In a Family Economy women’s work was often associated with the generation of cash, and with very high public visibility; in a barter society women developed streams of industry (raising poultry, selling excess butter, weaving cloth at home) which brought cash into the family economy. This work was often done communally, with many women working together, even occasionally to benefit one of the group at a particular time – such as would be the case with many women working together to construct a woman’s dowry or trousseau, those household items she would need to bring with her into a marriage in order to establish her new home. On the whole, women were seen in a far more positive light than they soon would be with the origin of a wage economy where they would forever and ever, amen, earn less than men (at least for the almost 200 years so far since this experiment  began).

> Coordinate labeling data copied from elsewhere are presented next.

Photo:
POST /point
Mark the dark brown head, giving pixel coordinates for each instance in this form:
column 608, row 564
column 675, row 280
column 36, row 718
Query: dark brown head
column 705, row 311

With the emergence of wages and the transition from the Family Economy to the Wage Economy, during the IR we see an entirely different dynamic begin to control the perception of the value of ‘women’s work.’ Ironically, the emergence of a wage economy devalued female domestic contributions by making them invisible to society and to their families. Factory and mill owners needed the cheap labor these females represented, and lured them into low-paying jobs; however, female work was always considered temporary and was always done in addition to responsibilities for domestic work on behalf of their families. 

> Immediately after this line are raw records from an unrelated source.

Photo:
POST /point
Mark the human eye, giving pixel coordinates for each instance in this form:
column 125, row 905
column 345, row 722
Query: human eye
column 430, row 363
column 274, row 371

Even though women could go ‘out’ to earn a small wage, rather than produce a product or service at home for cash, that work took second place to their unpaid, unwaged domestic responsibilities at home, which were now done by women alone, rather than in concert with other family or community members (by now other women and most men had now entered factory work and domestic work became a solitary labor for the most part). At this point lower female wages, or lack of wages, ironically contributed to the devaluation of their efforts on behalf of the family, and their attendant loss of status,  as the new ‘wage’ mentality automatically devalued work for which no wage was earned, which now  meant the majority of all household work. Ominously, women had more access to cash in a barter economy than they would have in the new wage economy.

Another dynamic which emerged as the result of the new wage economy was a change in how wages were apportioned between men and women and how that structure reflected the changing nature and purpose of dowries. Traditionally, dowries were that portion that a woman brought into her marriage. Immediately prior to the IR that would have been possibly a small amount of cash, along with the household objects and items that were invariably provided by the new wife upon her marriage to her new household economy. As women began to enter the factories and earn wages their paychecks began to replace their dowries as they saved their earnings for future marriage.